# Buckboard Bacon Cures?



## elkhorn98 (Jun 25, 2009)

I got 2 pork shoulders for buckboard bacon and was thinking to try a wet cure.  Here is the only one I can find online

1 gallon ice cold water 
1/3 cup kosher salt 
1/3 cup molasses 
1 teaspoon Cajun spice 
Cure

Anyone have others?  I have done a homemade dry cure before and it turned out good.  What is the traditional or preferred cure method, wet or dry?  Maybe I'll do one dry and one wet.


----------



## ronp (Jun 25, 2009)

I use Mortons Tender Quick wet and injected.


----------



## elkhorn98 (Jun 25, 2009)

Do you have a recipe to share?  Any tips would be appreciated.


----------



## ronp (Jun 25, 2009)

1 cup TQ 4 cups water. Inject, soak, for 2 -3 days. Slice a piece off and do a fry pan test. If too salty, soak in cold water 4 hours or till you are satisfied with the taste.

Good luck!


----------



## desertlites (Jun 26, 2009)

HI Mountian buckboard cure works for me and most my bacon.


----------



## pignit (Jun 26, 2009)

My favorite for the Buckboard is simply cure, garlic, onion powder, and black pepper. I've done the sweet thing and have always come back to the cure, garlic, onion, and pepper.
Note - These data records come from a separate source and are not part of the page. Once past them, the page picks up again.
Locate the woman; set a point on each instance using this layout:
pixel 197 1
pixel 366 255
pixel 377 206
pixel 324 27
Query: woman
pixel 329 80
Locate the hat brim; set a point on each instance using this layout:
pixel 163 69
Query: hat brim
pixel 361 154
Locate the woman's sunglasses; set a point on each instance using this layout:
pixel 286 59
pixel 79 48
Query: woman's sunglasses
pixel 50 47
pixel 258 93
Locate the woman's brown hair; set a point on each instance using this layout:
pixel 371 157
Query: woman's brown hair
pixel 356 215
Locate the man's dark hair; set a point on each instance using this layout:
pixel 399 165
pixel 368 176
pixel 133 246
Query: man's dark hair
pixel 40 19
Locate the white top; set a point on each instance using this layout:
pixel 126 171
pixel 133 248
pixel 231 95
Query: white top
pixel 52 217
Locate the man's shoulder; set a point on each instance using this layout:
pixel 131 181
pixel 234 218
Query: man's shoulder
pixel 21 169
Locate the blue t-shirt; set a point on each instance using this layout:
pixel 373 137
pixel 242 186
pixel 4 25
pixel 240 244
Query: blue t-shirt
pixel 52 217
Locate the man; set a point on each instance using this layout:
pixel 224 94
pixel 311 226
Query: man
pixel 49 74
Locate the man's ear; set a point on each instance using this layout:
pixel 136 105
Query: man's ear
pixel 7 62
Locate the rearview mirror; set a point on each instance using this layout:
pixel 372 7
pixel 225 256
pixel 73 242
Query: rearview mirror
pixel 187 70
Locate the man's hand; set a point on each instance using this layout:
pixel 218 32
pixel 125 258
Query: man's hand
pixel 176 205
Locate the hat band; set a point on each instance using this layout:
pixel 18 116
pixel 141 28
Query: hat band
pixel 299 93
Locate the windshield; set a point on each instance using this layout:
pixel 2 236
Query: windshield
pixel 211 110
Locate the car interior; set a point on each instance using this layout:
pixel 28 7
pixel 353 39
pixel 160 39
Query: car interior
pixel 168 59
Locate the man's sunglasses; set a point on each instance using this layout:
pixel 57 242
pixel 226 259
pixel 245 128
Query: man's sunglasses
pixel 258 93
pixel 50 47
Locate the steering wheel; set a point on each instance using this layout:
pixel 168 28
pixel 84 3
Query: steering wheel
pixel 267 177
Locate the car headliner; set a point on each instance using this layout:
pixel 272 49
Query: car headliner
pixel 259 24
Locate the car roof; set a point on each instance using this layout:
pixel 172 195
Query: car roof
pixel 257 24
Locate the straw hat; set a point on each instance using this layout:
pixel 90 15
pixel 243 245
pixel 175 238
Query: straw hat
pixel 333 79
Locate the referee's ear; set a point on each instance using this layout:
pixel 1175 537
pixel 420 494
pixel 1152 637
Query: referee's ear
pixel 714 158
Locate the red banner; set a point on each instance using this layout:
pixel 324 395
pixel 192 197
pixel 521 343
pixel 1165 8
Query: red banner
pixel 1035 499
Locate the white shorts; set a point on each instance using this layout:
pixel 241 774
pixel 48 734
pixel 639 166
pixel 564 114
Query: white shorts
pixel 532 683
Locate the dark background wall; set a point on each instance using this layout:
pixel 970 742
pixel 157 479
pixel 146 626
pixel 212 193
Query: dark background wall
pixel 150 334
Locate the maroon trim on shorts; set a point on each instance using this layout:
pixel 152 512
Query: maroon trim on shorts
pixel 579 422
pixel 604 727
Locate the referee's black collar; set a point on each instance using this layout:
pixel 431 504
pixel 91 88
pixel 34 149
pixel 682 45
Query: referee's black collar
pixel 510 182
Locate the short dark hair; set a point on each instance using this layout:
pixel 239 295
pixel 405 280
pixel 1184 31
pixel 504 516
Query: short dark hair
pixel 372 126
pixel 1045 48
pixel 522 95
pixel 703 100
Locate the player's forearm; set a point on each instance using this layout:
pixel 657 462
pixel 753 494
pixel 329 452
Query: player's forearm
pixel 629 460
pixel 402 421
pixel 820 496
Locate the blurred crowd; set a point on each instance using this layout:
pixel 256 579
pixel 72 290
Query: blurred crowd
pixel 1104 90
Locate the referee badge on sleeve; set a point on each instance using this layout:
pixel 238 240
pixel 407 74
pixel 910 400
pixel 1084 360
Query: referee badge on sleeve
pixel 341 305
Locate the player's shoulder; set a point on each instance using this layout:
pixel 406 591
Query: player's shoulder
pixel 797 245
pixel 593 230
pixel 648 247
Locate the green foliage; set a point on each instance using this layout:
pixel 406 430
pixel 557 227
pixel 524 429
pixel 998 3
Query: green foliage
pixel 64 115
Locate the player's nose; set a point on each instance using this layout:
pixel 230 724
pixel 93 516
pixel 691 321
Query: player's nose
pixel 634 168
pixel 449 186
I would leave out the pepper for the brine but add all of it as a rub again when I smoke it. Let us know how it turns out.


----------



## eman (Jun 26, 2009)

Ron,
 So your saying inject the cure then soak the pig in the same cure?
   does this shorten the cure time?


----------



## elkhorn98 (Jun 26, 2009)

I did thw wet cure listed above and a dry cure of tender quick, brown suger, pepper, onion powder, garlic powder and salt.  I did inject the wet one too.  Now I just have to wait awhile.  I'll post a follow up.


----------



## ronp (Jun 27, 2009)

Yes, I usually get it cured in 2 -3 days. I also try and get a small piece from the center and do a fry pan test to see not only the saltiness, but to make sure it is cured to the center.

Let me know if you need any help.


----------